How this skill works

The harness runs a suite of tasks with standardized templates and metrics, saving per-task results and raw predictions to JSON. It can evaluate local checkpoints, HuggingFace weights, quantized models, vLLM backends, or API models. You configure tasks, few-shot settings, device/batch parameters, and optional code execution for code benchmarks like HumanEval.
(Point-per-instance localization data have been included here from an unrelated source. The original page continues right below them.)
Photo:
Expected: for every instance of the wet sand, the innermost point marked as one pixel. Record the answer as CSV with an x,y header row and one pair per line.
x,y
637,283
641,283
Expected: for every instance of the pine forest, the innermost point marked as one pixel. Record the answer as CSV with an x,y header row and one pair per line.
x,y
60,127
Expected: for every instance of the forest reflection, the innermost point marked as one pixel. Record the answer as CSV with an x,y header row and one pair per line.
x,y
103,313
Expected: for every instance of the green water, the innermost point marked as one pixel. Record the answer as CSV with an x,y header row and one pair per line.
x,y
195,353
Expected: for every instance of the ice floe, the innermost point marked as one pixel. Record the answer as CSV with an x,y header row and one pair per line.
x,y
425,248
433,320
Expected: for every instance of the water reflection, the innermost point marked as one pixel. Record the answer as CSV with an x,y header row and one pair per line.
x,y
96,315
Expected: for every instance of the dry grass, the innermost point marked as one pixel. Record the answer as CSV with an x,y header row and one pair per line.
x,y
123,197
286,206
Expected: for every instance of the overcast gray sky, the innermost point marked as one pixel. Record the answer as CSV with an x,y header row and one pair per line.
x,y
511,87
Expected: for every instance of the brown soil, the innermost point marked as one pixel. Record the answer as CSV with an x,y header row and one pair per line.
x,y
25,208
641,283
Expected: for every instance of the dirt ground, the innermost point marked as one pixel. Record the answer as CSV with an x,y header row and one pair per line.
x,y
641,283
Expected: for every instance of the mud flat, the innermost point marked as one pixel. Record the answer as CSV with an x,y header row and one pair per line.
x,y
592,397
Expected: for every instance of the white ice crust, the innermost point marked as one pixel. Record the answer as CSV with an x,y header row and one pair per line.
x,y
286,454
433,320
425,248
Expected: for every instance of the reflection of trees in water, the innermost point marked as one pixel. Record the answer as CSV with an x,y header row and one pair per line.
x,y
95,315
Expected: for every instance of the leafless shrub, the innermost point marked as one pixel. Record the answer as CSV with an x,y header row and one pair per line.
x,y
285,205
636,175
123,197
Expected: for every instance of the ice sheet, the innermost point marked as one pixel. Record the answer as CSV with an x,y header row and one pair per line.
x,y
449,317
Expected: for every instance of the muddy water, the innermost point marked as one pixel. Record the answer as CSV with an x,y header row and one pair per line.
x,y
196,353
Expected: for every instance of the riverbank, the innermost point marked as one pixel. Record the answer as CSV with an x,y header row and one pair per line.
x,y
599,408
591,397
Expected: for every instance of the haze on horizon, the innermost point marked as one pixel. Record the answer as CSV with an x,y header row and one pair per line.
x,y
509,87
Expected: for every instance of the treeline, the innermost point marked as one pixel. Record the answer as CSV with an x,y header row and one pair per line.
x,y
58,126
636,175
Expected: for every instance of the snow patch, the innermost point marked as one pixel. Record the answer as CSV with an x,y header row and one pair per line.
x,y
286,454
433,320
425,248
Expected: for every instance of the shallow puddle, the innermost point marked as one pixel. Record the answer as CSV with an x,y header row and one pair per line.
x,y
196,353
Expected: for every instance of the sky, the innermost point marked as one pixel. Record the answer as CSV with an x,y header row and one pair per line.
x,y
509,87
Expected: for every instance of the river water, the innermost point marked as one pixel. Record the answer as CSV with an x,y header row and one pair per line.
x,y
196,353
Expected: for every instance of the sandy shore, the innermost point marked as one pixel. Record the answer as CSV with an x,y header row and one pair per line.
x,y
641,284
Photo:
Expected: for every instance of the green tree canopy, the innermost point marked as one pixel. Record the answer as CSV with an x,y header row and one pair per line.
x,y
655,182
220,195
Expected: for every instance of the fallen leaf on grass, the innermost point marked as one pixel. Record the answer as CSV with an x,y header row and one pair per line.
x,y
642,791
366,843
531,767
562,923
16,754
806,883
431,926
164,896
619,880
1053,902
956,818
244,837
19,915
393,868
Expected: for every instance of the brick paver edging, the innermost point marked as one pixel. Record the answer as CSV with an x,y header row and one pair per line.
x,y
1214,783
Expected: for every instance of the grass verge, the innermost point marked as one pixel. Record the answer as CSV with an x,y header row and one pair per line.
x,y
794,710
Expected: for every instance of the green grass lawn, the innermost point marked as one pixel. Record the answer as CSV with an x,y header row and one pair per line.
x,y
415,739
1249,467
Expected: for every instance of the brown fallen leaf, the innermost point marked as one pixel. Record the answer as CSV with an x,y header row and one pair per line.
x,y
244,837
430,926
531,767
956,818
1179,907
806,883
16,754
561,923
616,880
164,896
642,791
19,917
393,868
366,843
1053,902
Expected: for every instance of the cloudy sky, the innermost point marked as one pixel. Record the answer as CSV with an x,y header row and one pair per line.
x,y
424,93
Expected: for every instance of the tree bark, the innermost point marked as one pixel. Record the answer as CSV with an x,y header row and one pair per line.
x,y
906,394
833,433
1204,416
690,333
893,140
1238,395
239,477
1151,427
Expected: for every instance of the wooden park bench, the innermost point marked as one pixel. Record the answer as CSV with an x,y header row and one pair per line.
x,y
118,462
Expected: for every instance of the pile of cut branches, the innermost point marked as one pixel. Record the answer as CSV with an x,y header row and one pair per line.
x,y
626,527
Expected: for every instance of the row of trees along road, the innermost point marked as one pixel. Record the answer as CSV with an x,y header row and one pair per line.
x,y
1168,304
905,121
Outputs are organized for plotting, comparison tables, and reporting.

When to use it

  • Benchmark model quality for papers, reports, or release notes.
  • Compare multiple models across the same standardized tasks.
  • Track training checkpoints and plot learning curves over time.
  • Run fast, repeatable evaluations using vLLM or quantized weights.
  • Validate code-generation performance with HumanEval or MBPP.

Best practices

  • Use the recommended standard suite (mmlu,gsm8k,hellaswag,truthfulqa,arc_challenge) for release evaluations.
  • Run frequent lightweight checks (HellaSwag, GSM8K, PIQA) during training and full MMLU less often.
  • Set --num_fewshot consistently across experiments (5-shot is common) for fair comparisons.
  • Use vLLM or 8-bit/4-bit quantization to reduce runtime and memory costs.
  • Save raw predictions and stderr values to reproduce and inspect failure cases.

Example use cases

  • Automate checkpoint evaluations every N training steps and plot MMLU accuracy over time.
  • Compare four candidate models on MMLU, GSM8K, HellaSwag, and TruthfulQA and generate a comparison table.
  • Run HumanEval with code execution enabled to measure Python generation and exact-match rates.
  • Switch to the vLLM backend for a 5–10× speedup on large benchmark runs.
  • Evaluate API-hosted models using the same prompts and metrics for apples-to-apples comparisons.

FAQ

Can I evaluate quantized or 4-bit models?

Yes. Pass quantization args (load_in_8bit/4bit) via --model_args and adjust device/batch settings to fit memory.

How do I speed up long runs like MMLU?

Use vLLM backend, reduce few-shot examples, or run a subset of MMLU (e.g., STEM subjects) to shorten runtime.